Prof Hana Cervinkova

Anthropology, Centre for European and Eurasian Studies

Professor of Anthropology

Rowan House
1.17
(01) 708 6651
Biography

Biography

Professor Hana Cervinkova (B.A., Temple University, Philadelphia, M.A., Ph.D., Anthropology, New School for Social Research in New York, 2004) is a political and educational anthropologist with a geographic focus on East and Central Europe. In her early publications, she built on her ethnographic research in the Czech military focusing on the cultural and political paradoxes of post-socialist transformation in the liminal period of intensive post-Cold War civil-military restructuring.  Her recent work highlights issues of nationalism, racism and memory as they emerge in the everyday educational and political discourses and practices in Poland and the Czech Republic. She is also involved in collaborative research analysing changes in higher education in Central Europe and Ireland. The politics of memory and history figure prominently in her urban-based research, much of which she has dedicated to exploring and making public the silenced heritage of the formerly multicultural societies of Central Europe. Cervinkova also published on anthropology of post-socialism and post-colonialism and participatory and action research methodologies

Cervinkova's research work is interwoven with her pedagogical practice. She designs her classes to foster critical thinking and active learning through the nurturing of anthropological imagination, which encourages seeing people and issues in cross-cultural dimensions. She developed and led a number of international grants and initiatives, including a Horizon 2020-funded European doctoral training scheme (EDiTE – European Doctorate in Teacher Education, 2016-2020). She is a recipient of several teaching awards, including the 2016 Award for Excellence in Education Abroad Curriculum Design and the Maynooth University Teaching Award 2022-23. 

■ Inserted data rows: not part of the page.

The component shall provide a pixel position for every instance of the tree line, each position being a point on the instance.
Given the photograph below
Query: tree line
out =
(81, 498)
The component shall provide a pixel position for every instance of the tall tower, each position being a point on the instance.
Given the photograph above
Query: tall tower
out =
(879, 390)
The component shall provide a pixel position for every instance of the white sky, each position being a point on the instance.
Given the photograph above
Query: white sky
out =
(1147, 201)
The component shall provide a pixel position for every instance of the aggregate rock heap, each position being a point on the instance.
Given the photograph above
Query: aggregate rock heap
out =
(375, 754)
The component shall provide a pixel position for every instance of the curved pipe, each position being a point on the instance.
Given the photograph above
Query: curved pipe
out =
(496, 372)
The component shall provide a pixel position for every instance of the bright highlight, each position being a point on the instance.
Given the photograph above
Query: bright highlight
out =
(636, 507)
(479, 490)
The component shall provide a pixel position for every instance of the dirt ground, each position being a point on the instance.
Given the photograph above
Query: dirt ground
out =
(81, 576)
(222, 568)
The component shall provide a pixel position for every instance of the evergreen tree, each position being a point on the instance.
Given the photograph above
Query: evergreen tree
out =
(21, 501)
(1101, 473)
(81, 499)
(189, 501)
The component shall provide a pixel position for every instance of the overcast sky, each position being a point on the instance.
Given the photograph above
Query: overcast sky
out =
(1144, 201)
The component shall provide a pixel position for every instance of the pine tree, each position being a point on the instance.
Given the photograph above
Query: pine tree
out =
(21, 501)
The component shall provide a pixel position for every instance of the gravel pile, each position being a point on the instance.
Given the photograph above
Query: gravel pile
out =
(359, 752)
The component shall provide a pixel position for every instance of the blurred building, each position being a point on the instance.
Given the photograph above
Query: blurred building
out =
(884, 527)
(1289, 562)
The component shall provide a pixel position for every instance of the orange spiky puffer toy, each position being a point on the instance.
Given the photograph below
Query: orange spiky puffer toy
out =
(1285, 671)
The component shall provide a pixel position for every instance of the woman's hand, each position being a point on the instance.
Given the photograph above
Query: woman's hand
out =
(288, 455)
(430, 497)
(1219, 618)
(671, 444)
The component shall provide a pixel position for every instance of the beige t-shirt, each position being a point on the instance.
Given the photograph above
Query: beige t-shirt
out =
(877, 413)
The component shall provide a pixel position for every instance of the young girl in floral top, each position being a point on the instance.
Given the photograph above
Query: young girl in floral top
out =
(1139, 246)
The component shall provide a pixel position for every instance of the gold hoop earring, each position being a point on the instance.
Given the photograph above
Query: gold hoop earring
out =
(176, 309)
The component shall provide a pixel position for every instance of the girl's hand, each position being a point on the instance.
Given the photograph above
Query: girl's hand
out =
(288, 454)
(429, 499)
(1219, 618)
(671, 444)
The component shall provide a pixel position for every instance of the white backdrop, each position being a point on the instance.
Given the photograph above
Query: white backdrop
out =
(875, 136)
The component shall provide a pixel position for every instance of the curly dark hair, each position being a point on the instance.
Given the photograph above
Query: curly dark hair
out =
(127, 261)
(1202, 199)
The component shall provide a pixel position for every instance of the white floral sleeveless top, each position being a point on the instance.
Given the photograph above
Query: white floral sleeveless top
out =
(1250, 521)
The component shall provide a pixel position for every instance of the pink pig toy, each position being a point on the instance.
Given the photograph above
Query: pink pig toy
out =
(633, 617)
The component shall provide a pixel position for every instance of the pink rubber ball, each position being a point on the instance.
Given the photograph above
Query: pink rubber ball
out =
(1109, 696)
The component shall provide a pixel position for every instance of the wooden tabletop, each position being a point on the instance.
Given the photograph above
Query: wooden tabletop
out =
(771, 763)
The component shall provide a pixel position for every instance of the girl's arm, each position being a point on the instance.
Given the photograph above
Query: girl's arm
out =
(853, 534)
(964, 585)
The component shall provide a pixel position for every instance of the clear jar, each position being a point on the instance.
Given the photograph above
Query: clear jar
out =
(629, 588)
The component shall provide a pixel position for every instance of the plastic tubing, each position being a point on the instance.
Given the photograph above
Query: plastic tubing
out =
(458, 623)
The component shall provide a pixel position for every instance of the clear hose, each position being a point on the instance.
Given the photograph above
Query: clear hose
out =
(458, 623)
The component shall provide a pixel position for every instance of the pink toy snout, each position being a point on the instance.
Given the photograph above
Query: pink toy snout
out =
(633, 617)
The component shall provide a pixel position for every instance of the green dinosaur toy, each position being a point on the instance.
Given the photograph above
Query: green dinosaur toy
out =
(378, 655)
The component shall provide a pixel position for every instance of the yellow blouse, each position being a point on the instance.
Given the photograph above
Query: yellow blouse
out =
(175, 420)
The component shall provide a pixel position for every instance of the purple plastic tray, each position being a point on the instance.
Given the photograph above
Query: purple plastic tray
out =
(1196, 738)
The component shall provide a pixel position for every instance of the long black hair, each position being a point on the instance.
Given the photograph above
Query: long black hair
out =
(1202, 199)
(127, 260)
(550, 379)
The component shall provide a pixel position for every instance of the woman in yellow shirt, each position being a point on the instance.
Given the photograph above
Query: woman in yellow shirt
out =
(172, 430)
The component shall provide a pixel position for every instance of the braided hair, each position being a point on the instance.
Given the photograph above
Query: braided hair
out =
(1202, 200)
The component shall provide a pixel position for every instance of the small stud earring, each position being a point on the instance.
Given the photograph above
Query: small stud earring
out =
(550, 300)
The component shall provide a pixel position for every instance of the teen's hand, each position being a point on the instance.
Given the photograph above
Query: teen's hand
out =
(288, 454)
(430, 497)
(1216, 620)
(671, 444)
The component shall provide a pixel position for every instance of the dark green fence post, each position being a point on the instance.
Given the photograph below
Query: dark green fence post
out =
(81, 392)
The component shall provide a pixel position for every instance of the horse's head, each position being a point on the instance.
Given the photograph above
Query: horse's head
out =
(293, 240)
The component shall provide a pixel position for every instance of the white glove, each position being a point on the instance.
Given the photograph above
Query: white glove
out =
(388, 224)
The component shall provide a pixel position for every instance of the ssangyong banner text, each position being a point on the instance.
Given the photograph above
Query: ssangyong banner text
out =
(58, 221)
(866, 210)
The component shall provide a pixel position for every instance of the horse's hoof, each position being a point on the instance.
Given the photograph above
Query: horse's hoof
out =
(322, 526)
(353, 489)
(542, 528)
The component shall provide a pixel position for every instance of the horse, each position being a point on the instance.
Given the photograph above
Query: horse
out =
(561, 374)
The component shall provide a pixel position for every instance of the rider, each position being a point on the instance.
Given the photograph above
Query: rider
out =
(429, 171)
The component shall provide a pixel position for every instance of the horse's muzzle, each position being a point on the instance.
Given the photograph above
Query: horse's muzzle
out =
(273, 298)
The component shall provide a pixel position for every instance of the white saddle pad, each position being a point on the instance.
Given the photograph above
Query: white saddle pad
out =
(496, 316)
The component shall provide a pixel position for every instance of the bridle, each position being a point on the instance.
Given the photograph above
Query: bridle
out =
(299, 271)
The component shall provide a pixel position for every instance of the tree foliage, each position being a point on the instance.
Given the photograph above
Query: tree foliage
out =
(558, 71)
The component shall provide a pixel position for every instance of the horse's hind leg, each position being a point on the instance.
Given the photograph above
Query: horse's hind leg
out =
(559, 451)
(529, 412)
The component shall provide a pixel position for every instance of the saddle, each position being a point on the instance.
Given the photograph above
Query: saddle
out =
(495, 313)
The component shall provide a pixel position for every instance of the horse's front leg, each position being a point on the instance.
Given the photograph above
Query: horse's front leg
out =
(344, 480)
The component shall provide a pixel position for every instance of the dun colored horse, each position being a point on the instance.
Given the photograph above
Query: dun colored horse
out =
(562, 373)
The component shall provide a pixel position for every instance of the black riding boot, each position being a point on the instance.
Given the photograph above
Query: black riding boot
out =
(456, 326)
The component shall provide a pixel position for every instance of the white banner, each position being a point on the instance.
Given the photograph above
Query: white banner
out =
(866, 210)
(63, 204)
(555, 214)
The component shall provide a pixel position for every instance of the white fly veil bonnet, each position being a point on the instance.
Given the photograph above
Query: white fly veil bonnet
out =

Prior to moving to Maynooth, Cervinkova worked in Central Europe holding a number of leadership positions in academia and in the public sector. She was the Rector of the University of Lower Silesia (Wroclaw, Poland) and a member of the Czech Academy of Sciences (Prague, Czech Republic).  At the European Association of Social Anthropologists (EASA), she served as an elected member of the Executive Committee (2013 – 2016) and the Association’s Vice-President (2015-2016). In the public sphere, as the President of Centennial Hall in Wroclaw, a UNESCO World Heritage site, she developed and implemented major preservation projects, which included the acquisition and management of significant public investment funds to help save one of Europe's most important early-Modernist architectural complexes of the 20th century.